Research Research Projects

Neuro-molecular Mechanisms Underlying a Switch in Memory Valence

We are using a simple model to investigate the neural and molecular mechanisms underlying aversive and appetitive alcohol memories. Alcohol is among the most widely used and abused drugs in the world. Few effective treatment options exist for alcohol-use disorders. It is imperative that we investigate how alcohol affects the brain so we can identify and understand the genetic and molecular factors that affect alcoholism, and use this information to develop better pharmacological therapies. The fruit fly Drosophila melanogaster is an ideal model system to investigate the neural and molecular substrates underlying alcoholism. These animals are similar to mammals in alcohol responses and memories, and a broad spectrum of genetic, and molecular tools are available to manipulate behavior in vivo. The current genetic tools available in the fly make it the only animal model with the resolution to investigate alcohol memories in live, behaving animals at the molecular, single-neuron, and individual circuit levels.
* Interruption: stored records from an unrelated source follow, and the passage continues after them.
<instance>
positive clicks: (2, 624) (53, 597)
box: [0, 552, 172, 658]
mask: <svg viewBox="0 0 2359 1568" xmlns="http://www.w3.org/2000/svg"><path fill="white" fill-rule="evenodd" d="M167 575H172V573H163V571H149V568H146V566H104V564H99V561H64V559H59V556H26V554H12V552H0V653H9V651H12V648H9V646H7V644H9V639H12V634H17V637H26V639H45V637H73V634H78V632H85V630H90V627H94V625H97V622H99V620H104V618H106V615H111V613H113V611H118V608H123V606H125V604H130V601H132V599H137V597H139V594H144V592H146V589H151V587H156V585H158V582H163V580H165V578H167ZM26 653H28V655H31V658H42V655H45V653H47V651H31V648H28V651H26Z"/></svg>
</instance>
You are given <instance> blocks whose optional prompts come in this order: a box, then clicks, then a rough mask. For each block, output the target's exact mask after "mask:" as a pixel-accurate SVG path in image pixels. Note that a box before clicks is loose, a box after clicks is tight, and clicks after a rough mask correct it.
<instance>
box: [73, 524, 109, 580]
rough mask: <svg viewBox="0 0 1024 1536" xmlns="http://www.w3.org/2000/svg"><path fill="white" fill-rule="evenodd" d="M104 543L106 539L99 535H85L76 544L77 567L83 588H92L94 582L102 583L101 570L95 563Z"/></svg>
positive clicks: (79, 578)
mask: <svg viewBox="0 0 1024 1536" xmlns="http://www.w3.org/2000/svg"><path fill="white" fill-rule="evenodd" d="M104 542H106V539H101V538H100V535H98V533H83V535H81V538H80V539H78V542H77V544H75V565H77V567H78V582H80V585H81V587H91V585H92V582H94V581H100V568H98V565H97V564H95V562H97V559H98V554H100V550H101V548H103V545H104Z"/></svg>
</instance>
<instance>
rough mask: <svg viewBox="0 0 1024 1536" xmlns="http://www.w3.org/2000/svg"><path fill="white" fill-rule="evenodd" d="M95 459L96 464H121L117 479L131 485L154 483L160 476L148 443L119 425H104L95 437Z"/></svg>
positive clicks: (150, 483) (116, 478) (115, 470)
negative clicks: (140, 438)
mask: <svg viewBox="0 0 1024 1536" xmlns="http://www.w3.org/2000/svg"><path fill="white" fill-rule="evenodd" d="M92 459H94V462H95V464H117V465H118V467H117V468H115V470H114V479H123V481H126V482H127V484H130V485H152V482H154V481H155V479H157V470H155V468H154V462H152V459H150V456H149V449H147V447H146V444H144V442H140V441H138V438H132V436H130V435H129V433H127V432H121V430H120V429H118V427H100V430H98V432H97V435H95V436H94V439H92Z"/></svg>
We have identified a simple circuit underlying a switch from aversive to appetitive alcohol memory and identified a role for the Notch signaling pathway in mediating the switch in this circuit. We are elucidating how this circuit functions to result in this switch, and identifying transcriptional targets of Notch that underlies the neuronal plasticity required for this switch. This research provides an important step towards a functional understanding of the mechanisms underlying memory for alcohol intoxication associated with alcohol cravings.

Research Leads 


Notch regulates circuit plasticity within the mushroom body of the fruit fly to result in a switch from an aversive to persistent appetitive memory for an intoxicating experience.